Think you know the rules for a healthy, happy shaadi? Well, think again! Some of these secrets from pleased couples may make you rethink how you relate to your partner. As compiled from the New York Times and Reader’s Digest, arm yourself with the fundamental knowledge on matrimony.
They fall asleep at the same time
Wives who are happier with their marriage overlapped with their husband’s sleep schedule about 90% of the time, according to a recent University of Pittsburgh study. Women who weren’t as happy with their marriages overlapped with as little as half of their husbands’ times asleep, the study found. If your schedule doesn’t let you go to bed at the same time as your partner, try to find other times during the day to connect, shares study author a psychologist and sleep researcher, Heather Gunn, adding, “The person feels a need for more closeness or security. We don’t innately need to go to bed at the same time; the desire usually comes from someplace else.”
They’re not afraid to go to bed mad
Even the happiest couples will fall asleep while they’re still fuming over a fight, says Shaunti Feldhahn, social researcher and author of The Surprising Secrets of Highly Happy Marriages: The Little Things That Make a Big Difference. Trying to force a resolution can lead to saying words you could regret in the morning. The trick, Feldhahn reveals, is to revisit the issue the next day with a clear head, instead of ignoring or forgetting about it. Of the 1,000 couples she talked to, the partners who rated their marriages the happiest were eight times less likely than those with unhappier relationships to pretend the fight had never happened when they woke up.
They each have a sturdy squad
Truth be told — regular guys’ and girls’ nights out make your marriage stronger. People with large friendship networks are typically happier in relationships than those who focus all their energy on romantic partnerships, says Pepper Schwartz, co-author of The Normal Bar: The Surprising Secrets of Happy Couples and What They Reveal About Creating a New Normal in Your Relationship. “They aren’t as isolated and dependent only on each other,” shares Schwartz, adding, “It doesn’t take away from the relationship, but enriches it.”
They’re not brutally honest
This one might come as a surprise, but read on! Telling the truth is imperative in a relationship, but make sure to use a kind and caring tone and not be too blunt. Feldhahn’s research has shown that the happiest couples are considerate of a spouse’s feelings when expressing something that might be hard to hear. “Some couples talk to their partners like they never would with a close friend,” Feldhahn says. She further reinforces, “The happiest couples used the same tone of voice in private as they would with a friend in public.”
They don’t always put their kids first
Of course, no one needs to be told that having kids — of any age — is fatiguing, but focusing all your energy on your children leaves little time to give your significant other attention, explains Irina Firstein, a licensed individual and couples therapist in New York. “Couples with kids can’t just come home and be together,” she says. “When the kids go to bed, that time becomes very precious.” Make that one-on-one time matter by staying off your phone and not wordlessly zoning out in front of the TV. If you do want to catch up on your favourite daily soap, make it meaningful by sharing that time with your spouse, even if that means you have to explain them the never-ending plot!

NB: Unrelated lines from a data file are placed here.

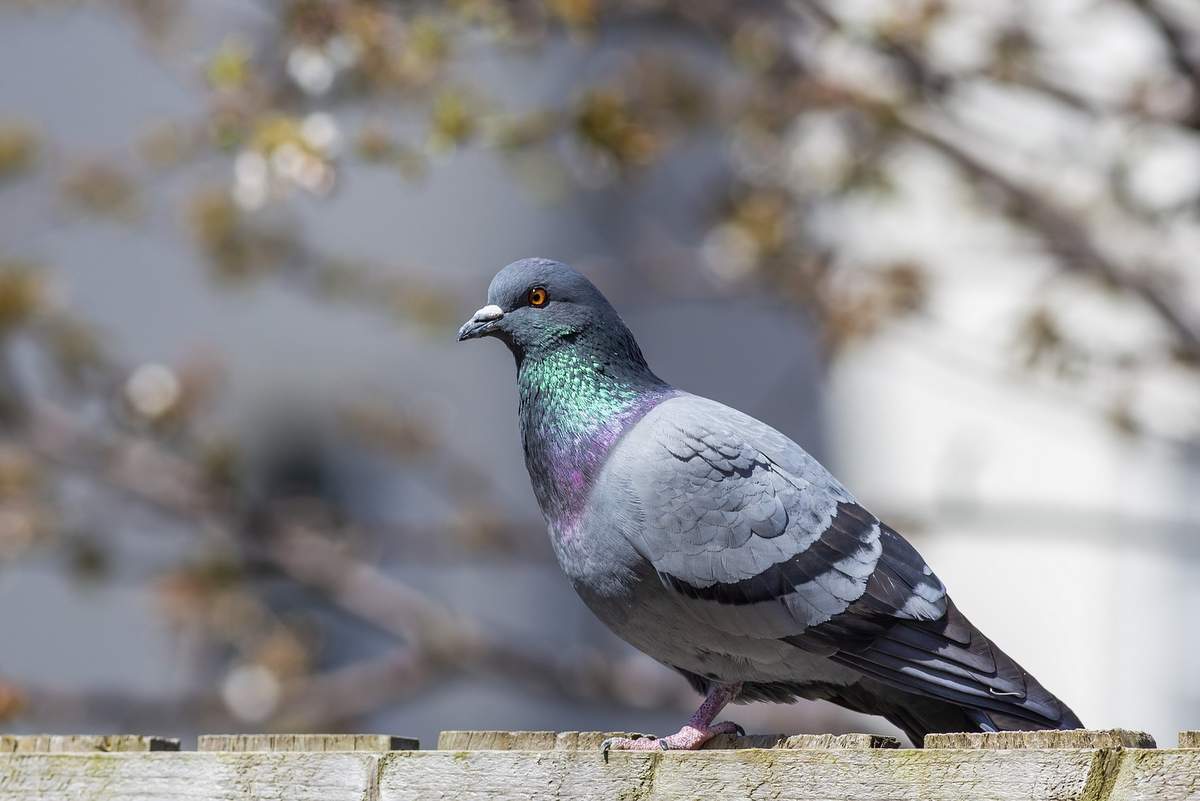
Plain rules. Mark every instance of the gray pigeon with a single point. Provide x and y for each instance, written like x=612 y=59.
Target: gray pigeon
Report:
x=723 y=549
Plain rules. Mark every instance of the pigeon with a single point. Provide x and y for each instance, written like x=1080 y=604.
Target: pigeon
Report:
x=721 y=548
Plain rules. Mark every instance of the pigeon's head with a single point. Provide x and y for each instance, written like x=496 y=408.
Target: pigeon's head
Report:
x=537 y=306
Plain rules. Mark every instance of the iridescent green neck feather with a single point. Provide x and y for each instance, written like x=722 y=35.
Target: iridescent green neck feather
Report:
x=576 y=401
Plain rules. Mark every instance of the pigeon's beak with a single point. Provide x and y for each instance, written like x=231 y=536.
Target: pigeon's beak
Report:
x=481 y=323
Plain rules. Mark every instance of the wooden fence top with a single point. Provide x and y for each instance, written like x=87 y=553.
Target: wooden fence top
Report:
x=564 y=766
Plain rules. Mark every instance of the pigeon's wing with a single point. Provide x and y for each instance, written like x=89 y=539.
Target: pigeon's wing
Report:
x=756 y=538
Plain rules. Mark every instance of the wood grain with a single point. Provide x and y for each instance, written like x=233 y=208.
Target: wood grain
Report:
x=306 y=742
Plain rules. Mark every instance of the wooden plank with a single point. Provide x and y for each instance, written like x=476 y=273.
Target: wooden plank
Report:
x=1050 y=739
x=801 y=775
x=59 y=744
x=189 y=776
x=306 y=742
x=487 y=740
x=1167 y=775
x=1115 y=774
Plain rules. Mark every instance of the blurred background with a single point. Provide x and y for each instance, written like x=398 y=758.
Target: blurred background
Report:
x=249 y=481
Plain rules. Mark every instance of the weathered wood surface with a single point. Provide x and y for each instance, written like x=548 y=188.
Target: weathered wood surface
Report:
x=564 y=771
x=55 y=744
x=592 y=740
x=189 y=776
x=1164 y=775
x=318 y=742
x=799 y=775
x=1069 y=739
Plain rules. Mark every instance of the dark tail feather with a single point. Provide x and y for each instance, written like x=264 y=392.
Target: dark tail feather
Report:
x=945 y=675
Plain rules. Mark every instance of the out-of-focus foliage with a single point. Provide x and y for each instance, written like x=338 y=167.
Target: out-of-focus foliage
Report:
x=821 y=109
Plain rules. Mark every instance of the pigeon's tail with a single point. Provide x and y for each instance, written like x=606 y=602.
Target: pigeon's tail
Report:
x=945 y=675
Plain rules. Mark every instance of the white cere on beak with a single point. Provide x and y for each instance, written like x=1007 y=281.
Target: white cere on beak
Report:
x=489 y=313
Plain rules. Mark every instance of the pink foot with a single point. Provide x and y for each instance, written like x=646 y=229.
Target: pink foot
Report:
x=689 y=738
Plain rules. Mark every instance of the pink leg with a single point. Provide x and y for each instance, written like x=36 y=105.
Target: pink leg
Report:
x=694 y=734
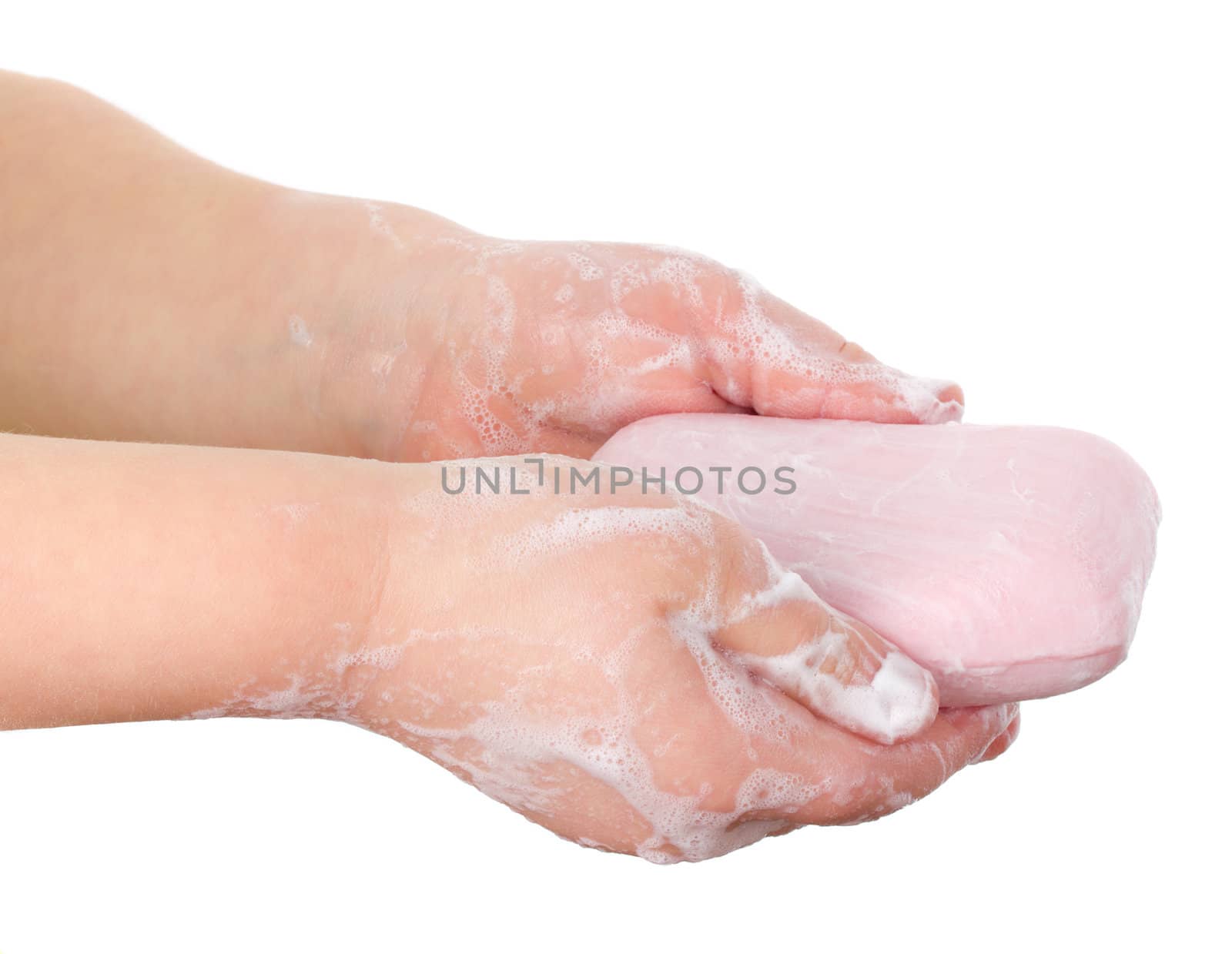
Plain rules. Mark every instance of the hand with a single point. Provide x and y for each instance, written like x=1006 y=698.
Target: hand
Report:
x=149 y=295
x=636 y=673
x=552 y=346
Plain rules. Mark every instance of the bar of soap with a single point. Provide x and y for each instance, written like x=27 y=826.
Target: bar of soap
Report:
x=1009 y=561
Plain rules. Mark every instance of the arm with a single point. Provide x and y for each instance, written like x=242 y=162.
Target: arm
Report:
x=597 y=662
x=149 y=295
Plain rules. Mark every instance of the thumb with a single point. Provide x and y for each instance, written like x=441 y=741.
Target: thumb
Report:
x=832 y=664
x=764 y=354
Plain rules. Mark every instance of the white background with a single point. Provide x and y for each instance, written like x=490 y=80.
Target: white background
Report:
x=1033 y=199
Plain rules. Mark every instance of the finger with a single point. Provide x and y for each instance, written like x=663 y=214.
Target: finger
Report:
x=755 y=350
x=780 y=361
x=1003 y=741
x=870 y=782
x=835 y=667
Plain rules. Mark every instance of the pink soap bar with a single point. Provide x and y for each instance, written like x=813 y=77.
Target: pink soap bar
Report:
x=1009 y=561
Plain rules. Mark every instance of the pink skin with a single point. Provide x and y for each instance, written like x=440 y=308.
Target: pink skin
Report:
x=152 y=296
x=511 y=346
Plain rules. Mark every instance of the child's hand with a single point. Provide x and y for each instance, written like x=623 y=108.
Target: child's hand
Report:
x=148 y=295
x=636 y=673
x=482 y=346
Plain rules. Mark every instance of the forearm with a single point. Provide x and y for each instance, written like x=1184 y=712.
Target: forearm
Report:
x=154 y=582
x=147 y=293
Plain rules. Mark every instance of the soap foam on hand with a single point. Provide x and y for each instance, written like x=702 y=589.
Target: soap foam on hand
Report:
x=1009 y=561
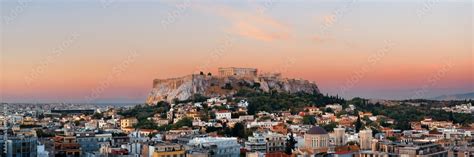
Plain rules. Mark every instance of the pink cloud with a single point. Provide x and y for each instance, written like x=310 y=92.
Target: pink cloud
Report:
x=250 y=24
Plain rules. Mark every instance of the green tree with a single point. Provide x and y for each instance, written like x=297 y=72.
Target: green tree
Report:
x=238 y=130
x=186 y=121
x=290 y=144
x=309 y=120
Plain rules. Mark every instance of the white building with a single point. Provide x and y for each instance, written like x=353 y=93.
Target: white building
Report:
x=223 y=114
x=365 y=139
x=219 y=146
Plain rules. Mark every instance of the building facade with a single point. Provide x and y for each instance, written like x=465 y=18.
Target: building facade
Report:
x=233 y=71
x=317 y=139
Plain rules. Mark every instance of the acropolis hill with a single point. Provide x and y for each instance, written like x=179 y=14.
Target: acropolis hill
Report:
x=227 y=83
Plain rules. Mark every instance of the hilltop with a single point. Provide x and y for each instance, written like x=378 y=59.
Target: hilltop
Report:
x=183 y=88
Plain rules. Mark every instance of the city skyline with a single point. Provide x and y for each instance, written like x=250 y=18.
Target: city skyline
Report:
x=54 y=51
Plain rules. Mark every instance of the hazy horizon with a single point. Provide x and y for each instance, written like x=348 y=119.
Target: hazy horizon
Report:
x=56 y=51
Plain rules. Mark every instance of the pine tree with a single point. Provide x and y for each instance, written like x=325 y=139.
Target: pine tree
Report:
x=358 y=124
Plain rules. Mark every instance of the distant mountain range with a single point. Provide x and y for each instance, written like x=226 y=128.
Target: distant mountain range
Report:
x=463 y=96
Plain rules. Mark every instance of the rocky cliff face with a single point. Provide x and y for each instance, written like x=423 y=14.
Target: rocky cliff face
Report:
x=183 y=88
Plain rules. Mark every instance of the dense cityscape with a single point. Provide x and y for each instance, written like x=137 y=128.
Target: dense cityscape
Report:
x=250 y=122
x=236 y=78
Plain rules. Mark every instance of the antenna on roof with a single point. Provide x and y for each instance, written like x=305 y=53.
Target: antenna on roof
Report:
x=5 y=128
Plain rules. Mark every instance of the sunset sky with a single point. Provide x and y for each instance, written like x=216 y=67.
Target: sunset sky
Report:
x=63 y=51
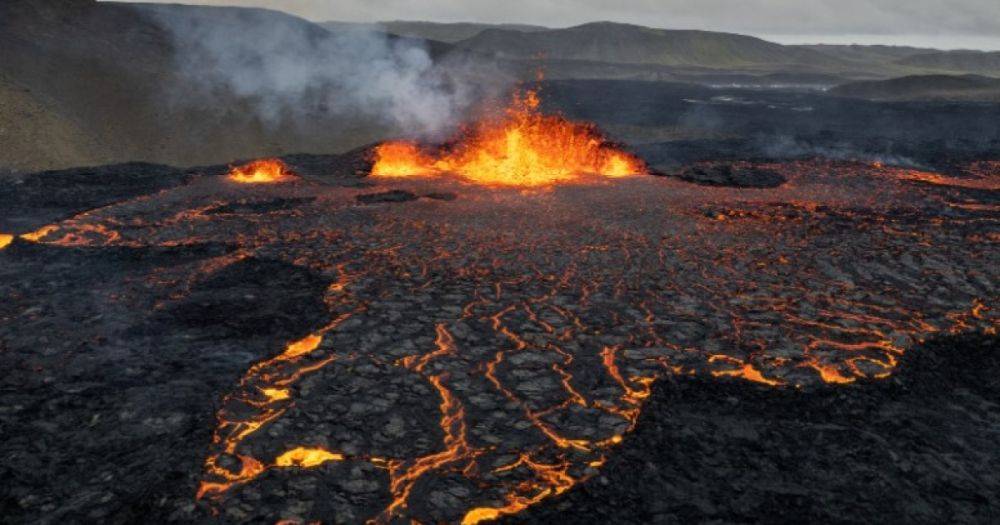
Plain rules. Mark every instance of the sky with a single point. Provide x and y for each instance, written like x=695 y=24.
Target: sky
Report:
x=946 y=24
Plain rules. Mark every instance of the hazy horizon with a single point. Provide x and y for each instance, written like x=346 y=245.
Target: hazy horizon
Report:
x=966 y=24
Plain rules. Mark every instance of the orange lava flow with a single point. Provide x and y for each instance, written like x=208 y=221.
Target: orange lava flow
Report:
x=521 y=148
x=263 y=405
x=264 y=171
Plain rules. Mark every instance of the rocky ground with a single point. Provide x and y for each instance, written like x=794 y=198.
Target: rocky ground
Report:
x=183 y=348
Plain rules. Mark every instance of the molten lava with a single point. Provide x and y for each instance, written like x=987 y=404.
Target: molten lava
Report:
x=521 y=148
x=264 y=171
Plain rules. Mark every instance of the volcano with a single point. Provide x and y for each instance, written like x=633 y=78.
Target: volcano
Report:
x=522 y=148
x=470 y=358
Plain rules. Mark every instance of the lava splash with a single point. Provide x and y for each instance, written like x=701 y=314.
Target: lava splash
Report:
x=264 y=171
x=521 y=148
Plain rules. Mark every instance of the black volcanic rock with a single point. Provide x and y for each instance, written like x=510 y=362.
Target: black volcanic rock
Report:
x=441 y=196
x=733 y=452
x=387 y=196
x=724 y=174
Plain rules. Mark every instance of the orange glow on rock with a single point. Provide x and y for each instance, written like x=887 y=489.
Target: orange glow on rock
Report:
x=306 y=457
x=264 y=171
x=522 y=148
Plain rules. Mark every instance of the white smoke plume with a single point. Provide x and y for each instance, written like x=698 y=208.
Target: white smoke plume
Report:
x=289 y=70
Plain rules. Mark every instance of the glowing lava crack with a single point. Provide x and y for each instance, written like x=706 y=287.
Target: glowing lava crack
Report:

They assume breaking up is not an option
Defenses against a breakup, like setting aside money in a secret separate bank account, demonstrate that you don’t trust your partner, Feldhahn says. The happiest couples she interviewed tended to share bank accounts, make themselves emotionally vulnerable, and never bring up divorce, she says. Doing so makes couples more likely to work through problems instead of contemplating ending their relationship. “All the things you do to protect yourself builds a little wall,” Feldhahn says. “The happy couples did the ‘foolish’ thing of jumping in completely with no escape hatch.”
They keep score — of the finer things
While keeping an account of everything that your significant other does wrong is a destructive habit, noticing and appreciating the good things about them can start a cycle of nice gestures from both partners. Taking note of your partner’s loving acts will make you more likely to do something sweet in return, Feldhahn says. “It starts with noticing what the other person is giving,” Feldhahn explains, adding, “Because the happiest couples are keeping score, it’s natural that they want to give something back.”
Published in The Express Tribune, April 8th, 2016.